The semi-final of the World Cup 2014 ended with two unprecedented results for this stage of the competition, to the delight of Germans and Argentinians (and the dismay of Brazilians and the Dutch). After Germany thrashed Brazil by 7-1 and Argentina and the Netherlands tied in a goalless draw in regulation time (4-2 on penalties), the average number of goals in the World Cup now stands at 2.69 per match. The number is the highest since the 1994 World Cup in the United States (average of 2.71 goals per match), and the twelfth largest in history.
A total 167 goals have already been scored in the 62 matches of the 2014 FIFA World Cup Brazil played so far. This is the second largest number in the history of World Cups, four goals less than the 1998 edition played in France. Depending on the scores of the third place match between Brazil and Netherlands on Saturday (July 12) in Brasília and the final match between Germany and Argentina (July 13) in Rio de Janeiro, the competition may end as the most goal-full edition of all 20 World Cups in history.
The Seleção's defeat against the Germans also broke two records: it is both the biggest rout ever suffered by Brazil in the one hundred years of the team and the largest ever thrashing of any team in a World Cup since the introduction of the knockout stage.
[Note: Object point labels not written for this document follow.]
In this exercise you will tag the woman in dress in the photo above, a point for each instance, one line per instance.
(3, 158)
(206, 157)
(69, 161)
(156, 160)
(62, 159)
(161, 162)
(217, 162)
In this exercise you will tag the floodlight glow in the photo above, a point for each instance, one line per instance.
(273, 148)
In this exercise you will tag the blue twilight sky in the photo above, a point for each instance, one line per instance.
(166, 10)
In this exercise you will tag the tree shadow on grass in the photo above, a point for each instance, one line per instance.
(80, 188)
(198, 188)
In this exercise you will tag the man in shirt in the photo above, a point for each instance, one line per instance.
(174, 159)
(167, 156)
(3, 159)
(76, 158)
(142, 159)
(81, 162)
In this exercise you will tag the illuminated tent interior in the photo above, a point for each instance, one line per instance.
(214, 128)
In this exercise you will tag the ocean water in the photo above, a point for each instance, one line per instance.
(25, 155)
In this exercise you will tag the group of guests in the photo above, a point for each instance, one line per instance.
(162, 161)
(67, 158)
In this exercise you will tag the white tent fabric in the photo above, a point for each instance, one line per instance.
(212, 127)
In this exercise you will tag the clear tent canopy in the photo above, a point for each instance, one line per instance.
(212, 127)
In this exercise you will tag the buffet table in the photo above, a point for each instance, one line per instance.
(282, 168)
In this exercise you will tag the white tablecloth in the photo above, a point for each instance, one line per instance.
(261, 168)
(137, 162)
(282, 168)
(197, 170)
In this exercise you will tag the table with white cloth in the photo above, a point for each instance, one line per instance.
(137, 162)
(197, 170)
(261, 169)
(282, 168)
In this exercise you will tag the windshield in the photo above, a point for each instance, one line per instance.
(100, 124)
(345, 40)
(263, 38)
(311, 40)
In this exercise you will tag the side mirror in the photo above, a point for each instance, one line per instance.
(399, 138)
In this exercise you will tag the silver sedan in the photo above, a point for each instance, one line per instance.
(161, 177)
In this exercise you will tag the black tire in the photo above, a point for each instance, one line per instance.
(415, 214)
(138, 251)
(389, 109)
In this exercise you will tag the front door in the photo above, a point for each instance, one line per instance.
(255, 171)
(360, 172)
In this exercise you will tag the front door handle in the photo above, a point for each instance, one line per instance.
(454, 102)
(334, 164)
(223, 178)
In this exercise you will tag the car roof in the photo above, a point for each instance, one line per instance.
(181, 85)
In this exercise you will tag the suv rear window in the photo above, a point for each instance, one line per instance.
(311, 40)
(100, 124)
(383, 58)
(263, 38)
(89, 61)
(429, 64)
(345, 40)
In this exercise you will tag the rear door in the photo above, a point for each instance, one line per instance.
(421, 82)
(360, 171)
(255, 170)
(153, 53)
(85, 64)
Other results with the same goal difference had only been seen before in 1950, when Brazil beat Sweden by the same 7-1, and when Argentina routed Peru by 6-0 in 1978. However, both matches happened in a World Cup that did not have a knockout stage (despite happening at a stage preceding the final). The score is also the largest ever defeat suffered by a World Cup host country in its own turf.
With 63,267 fans witnessing Argentina's qualification to the final on Wednesday (9 July), the Corinthians Arena (São Paulo) match elevated total attendance numbers for this World Cup to a total of 3,287,101 fans. The number elevates the Brazil World Cup to the pantheon of the highest-attendance editions of the tournament. The first place in that ranking goes to the US World Cup in 1994 (total attendance of 3.58 million), with the 2006 World Cup (3.35 million) in second. The World Cup 2014 now stands at third place, and is likely to surpass 2006’s Germany World Cup after the last two matches.
In average attendance, however, the Brazil World Cup is already the second largest of all tournaments. With 53,017 fans per match, this year's edition is second only to the United States World Cup in 1994 (average of 68,991), which would be impossible to reach due to the capacity of the stadiums.